As for the JC Jackson dialog, I say so what, Jackson is gone. I thought he was a good starting CB for the Pats. True there will be no "Jackson Island" but he was paid a fair contract IIMHO) by the Rams at around 16MM/yr, His #1 quality (also IMHO) was his availability. The guy RARELY missed a game. He has a elite nose for the ball obviously, and was very good against the run and the stats say he was very good against the pass. I would have loved to keep him, but the market was in the 16-18 range for him and that was too much for the Pats to absorb. Think about it. If they had kept him at that price there would be 2 or 3 potential starters who would not be on the team. RIght off the top of my head there would be no Parker, no McCourty, and/or Trent Brown.
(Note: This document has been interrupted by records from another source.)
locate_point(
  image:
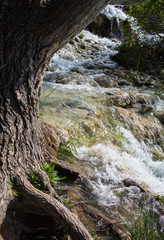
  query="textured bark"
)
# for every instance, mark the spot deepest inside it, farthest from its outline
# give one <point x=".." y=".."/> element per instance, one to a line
<point x="31" y="31"/>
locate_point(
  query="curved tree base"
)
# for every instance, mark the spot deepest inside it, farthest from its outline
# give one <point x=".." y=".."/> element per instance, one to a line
<point x="35" y="202"/>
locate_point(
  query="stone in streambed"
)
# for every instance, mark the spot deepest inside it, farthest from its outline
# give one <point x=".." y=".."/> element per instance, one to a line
<point x="160" y="116"/>
<point x="122" y="99"/>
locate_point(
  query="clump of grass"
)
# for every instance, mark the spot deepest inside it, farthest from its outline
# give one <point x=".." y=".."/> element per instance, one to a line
<point x="81" y="36"/>
<point x="146" y="227"/>
<point x="49" y="168"/>
<point x="160" y="198"/>
<point x="67" y="149"/>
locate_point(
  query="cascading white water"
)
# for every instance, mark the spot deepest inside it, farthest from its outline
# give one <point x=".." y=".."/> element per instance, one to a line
<point x="111" y="166"/>
<point x="75" y="101"/>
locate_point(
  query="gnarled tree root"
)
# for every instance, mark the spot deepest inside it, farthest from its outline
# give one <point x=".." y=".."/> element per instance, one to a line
<point x="53" y="208"/>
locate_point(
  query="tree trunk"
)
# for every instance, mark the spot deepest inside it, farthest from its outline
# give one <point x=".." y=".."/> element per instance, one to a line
<point x="31" y="31"/>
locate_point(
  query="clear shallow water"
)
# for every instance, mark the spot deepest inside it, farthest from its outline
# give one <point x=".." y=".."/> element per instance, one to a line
<point x="111" y="149"/>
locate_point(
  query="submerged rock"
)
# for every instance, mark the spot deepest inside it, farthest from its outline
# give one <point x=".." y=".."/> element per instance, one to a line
<point x="121" y="99"/>
<point x="160" y="116"/>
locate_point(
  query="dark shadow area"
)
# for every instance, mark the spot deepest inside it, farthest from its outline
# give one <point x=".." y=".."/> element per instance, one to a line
<point x="21" y="225"/>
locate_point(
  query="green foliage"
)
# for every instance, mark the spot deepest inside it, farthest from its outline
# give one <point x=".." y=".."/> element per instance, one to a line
<point x="68" y="149"/>
<point x="49" y="168"/>
<point x="146" y="227"/>
<point x="150" y="15"/>
<point x="160" y="198"/>
<point x="81" y="36"/>
<point x="158" y="91"/>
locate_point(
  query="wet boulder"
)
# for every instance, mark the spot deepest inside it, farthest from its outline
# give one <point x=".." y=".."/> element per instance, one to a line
<point x="160" y="116"/>
<point x="122" y="99"/>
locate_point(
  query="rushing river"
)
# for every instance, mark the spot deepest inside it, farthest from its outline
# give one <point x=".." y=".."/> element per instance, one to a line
<point x="115" y="140"/>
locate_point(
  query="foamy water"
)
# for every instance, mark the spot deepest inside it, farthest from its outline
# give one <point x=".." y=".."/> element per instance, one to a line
<point x="111" y="166"/>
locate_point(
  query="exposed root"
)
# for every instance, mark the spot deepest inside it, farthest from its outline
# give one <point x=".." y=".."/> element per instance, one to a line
<point x="53" y="208"/>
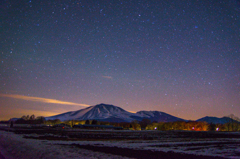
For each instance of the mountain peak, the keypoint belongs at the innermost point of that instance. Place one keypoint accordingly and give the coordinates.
(111, 113)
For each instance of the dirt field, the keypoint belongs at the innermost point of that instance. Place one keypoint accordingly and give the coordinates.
(136, 144)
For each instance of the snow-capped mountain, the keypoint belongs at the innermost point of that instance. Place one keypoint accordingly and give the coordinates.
(158, 116)
(101, 112)
(216, 120)
(111, 113)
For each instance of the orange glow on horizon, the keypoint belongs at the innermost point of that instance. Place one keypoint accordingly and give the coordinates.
(42, 100)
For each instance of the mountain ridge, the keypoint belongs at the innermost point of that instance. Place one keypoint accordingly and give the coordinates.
(108, 112)
(111, 113)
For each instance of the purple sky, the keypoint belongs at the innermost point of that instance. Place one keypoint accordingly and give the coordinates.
(179, 57)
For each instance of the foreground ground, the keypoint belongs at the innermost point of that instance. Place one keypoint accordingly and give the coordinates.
(58, 143)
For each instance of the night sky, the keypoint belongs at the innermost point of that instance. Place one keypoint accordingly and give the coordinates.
(179, 57)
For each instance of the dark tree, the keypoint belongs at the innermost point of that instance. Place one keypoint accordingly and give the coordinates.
(87, 122)
(94, 122)
(144, 123)
(212, 127)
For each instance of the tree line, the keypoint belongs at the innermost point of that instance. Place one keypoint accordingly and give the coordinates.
(145, 124)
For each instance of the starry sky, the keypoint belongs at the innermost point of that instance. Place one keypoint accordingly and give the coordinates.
(179, 57)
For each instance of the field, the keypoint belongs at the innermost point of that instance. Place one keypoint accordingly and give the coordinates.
(81, 143)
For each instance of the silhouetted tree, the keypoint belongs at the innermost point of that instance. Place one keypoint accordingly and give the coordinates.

Yea they COULD have signed him by moving all they money into the future, but then you wouldn't have the Pats possibly being close to $100mm in cap space, while at that time LA i will have JC at a $$18mm cap hit for 4 years after next year. Great signing for LA for next year pairing him with
I bet the Pats wanted to keep him, but the timing was wrong. His FA year came a year too soon for the Pats to afford him. But the fact is that he DIDN'T suck, but he wasn't perfect either. I believe he was a top 10 CB last season, and $16-18mm/yr is what top 10 CB's get in 2021 and that was a market that the Pats couldn't compete at. it was what it was great signing for the Rams for next year pairing him with Ramsey with only an $8mm cap hit. You can keep pushing the cap forward, but it eventually comes to roost at a time where player costs are soaring.
The thing is that all star teams are often top heavy can't absorb injuries. We saw that up close and personal during the Pete Carrol years when injuries sabotaged the Pats when the players who came in weren't any good. It is always great to have a lot top 10 players on your team, but superbowl teams with a great middle class of players are the ones who can absorb the war of attrition that is the NFL season.